To: Skeeter Bug who wrote (104716)8/29/2009 4:34:55 AM
From: Elroy Jetson13 Recommendations  Read Replies (2) | Respond to of 110194
 
You got it basically right. Hyperinflation favors the highly indebted against the wealthy, and America is controlled by wealthy people by design.

Higher inflation is also accompanied by higher interest rates which would further reduce the value of loan collateral such as real estate, which is why no nation has ever solved their debt problem through hyperinflation.

But excess debt can be and is easily solved through bankruptcies and foreclosures which is very deflationary as money is instantly evaporated.

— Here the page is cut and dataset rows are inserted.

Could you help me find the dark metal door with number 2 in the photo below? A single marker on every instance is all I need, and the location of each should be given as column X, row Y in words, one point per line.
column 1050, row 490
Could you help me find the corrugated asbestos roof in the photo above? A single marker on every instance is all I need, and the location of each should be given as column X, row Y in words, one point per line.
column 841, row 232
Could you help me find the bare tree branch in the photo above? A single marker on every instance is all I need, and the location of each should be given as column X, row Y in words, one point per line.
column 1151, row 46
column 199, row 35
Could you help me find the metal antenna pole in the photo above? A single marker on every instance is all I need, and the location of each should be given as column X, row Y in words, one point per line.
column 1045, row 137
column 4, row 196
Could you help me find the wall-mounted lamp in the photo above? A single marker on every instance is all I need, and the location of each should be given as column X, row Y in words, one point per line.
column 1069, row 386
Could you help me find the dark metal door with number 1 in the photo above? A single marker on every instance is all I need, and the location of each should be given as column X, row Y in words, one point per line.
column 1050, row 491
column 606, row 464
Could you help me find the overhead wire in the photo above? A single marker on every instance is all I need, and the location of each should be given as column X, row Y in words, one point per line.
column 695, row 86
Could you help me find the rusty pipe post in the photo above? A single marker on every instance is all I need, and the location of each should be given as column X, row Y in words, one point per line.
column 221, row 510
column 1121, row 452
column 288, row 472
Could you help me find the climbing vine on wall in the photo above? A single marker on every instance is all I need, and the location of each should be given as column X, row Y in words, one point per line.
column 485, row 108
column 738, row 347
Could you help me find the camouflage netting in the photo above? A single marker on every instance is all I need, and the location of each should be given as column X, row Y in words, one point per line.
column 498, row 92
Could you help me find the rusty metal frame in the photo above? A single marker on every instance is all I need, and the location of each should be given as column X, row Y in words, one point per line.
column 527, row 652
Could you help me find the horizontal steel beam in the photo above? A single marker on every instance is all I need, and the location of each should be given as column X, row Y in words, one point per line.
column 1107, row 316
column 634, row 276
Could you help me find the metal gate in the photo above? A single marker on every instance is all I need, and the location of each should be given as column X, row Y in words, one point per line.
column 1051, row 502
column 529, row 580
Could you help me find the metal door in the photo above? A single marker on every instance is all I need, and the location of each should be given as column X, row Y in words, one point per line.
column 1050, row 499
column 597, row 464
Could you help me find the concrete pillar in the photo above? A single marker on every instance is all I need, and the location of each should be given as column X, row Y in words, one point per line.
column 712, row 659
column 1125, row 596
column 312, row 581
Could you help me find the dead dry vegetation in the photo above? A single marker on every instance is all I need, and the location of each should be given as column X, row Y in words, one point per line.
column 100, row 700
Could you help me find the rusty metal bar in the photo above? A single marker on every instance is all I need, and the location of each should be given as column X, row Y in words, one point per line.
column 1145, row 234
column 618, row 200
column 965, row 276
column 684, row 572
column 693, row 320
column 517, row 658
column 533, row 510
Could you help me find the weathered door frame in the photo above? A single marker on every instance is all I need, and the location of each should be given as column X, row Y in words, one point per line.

In reality the loss to the economy occurred earlier when perfectly good money was malinvested in loans on excess buildings and other credit bubble items. Accordingly the published decline in the money supply lags the actual loss because the money/loan is still on the books until banks can accept the reality and write down the loan. Some have described an economic depression as the sudden realization of prior losses.

The Fed and U.S. Treasury are lending and spending new money into the system at a slightly slower rate than it is being destroyed, like a bubble with a slow leak. I'd prefer a faster leak rate, but the concept is sound. The economy remains functional during the debt liquidation period.

The loans to the banks are in large part replacing a portion of assets which no longer actually exist. The fact that the "new money" aka new loans is being counted as an addition without subtracting the real extent of the losses makes money supply growth look far larger than it is.